When the pandemic in Africa hit Tanzania in mid-April, President John Magufuli announced three days of national prayer to seek God’s protection from the pandemic. Nearly a month later, he claimed victory over the disease and encouraged tourists to visit his nation. The rush to reopen came despite concerns from the World Health Organization (WHO) over almost total lack of information on the actual spread of the virus in a country with a population of 55 million, and with one of the weakest healthcare systems in the region.

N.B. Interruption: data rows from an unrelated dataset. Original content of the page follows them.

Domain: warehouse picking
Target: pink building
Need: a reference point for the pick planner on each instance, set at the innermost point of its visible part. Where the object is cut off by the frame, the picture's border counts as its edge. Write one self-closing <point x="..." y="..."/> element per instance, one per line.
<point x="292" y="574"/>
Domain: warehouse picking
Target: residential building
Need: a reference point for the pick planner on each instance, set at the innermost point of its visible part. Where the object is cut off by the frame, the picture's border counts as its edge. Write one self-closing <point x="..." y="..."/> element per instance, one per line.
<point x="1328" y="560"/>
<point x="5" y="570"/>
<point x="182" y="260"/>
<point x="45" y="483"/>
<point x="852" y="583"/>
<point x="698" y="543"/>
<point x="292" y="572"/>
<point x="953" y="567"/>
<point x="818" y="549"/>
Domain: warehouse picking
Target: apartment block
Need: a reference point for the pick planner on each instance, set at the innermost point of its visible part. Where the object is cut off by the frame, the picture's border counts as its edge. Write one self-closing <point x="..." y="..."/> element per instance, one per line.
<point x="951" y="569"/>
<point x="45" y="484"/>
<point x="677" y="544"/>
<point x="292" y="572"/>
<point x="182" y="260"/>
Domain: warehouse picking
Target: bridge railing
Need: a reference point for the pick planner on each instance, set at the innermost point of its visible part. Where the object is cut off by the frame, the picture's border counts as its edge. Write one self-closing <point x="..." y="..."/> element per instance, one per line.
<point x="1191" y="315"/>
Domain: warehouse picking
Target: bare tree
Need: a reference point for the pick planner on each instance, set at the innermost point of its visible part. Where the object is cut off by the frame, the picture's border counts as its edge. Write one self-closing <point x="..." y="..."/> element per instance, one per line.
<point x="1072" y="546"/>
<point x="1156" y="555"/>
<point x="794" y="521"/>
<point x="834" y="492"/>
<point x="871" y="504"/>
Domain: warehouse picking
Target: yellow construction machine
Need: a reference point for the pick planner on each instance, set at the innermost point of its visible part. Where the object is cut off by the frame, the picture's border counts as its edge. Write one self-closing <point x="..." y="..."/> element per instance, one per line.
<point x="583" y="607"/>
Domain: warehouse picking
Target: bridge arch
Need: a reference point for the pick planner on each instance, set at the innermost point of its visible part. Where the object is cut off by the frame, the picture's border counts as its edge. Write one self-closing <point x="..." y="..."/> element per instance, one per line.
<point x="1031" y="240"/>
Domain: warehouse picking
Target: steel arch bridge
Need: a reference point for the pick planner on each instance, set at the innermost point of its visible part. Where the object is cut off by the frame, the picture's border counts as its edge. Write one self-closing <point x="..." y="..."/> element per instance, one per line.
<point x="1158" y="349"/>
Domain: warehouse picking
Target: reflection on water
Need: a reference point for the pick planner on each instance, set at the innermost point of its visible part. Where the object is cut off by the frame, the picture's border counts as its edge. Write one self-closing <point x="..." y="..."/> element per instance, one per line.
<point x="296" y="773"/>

This shortage of reliable data affects several African nations, with some governments reluctant to even acknowledge the pandemic in Africa, afraid to expose their poor health systems to outer scrutiny. There are other nations that simply cannot carry out significant testing due to poverty and political instability. Sharing information is critical to tackling the pandemic in Africa, both for planning the response and mobilizing donor funding. As things currently are, it is nearly impossible to scale the full impact of the contagion across Africa.
Latest data collected by Reuters indicates that the pandemic in Africa has 493,000 cases and 11,600 deaths with a total population of 1.3 billion people. Meanwhile Latin America, had 2.9 million cases and 129,000 deaths with roughly half the population. The numbers make it look as though the virus has skirted much of Africa, but the reality is certainly worse, with WHO special envoy Samba Sow warning of a potential silent epidemic if testing isn’t prioritized. Interviews with several health workers, diplomats and local officials has revealed not only a scarcity of reliable testing in most countries, but also the certain measures governments have went through to prevent news of infection rates from emerging, even if that means they missed out on donor funding.
While some countries will not share their information, others simply can’t. Due to their health systems being too underdeveloped to carry out large scale testing, contact tracing or surveillance.
South Africa, Africa’s most advanced economy is one of the few to have rolled out mass testing. However, it experienced a backlog of 63,000 unprocessed specimens as of June 10th and that is because global suppliers were unable to meet the demand for laboratory kits, according to the health ministry.
With the absence of comprehensive testing data in other parts of the world, researchers are looking for different methods to judge the prevalence of the virus. Including studying the number of deaths that exceed the average for the relative time of year. However, even that isn’t possible in many countries in Africa because of missing/patchy data sets from previous years.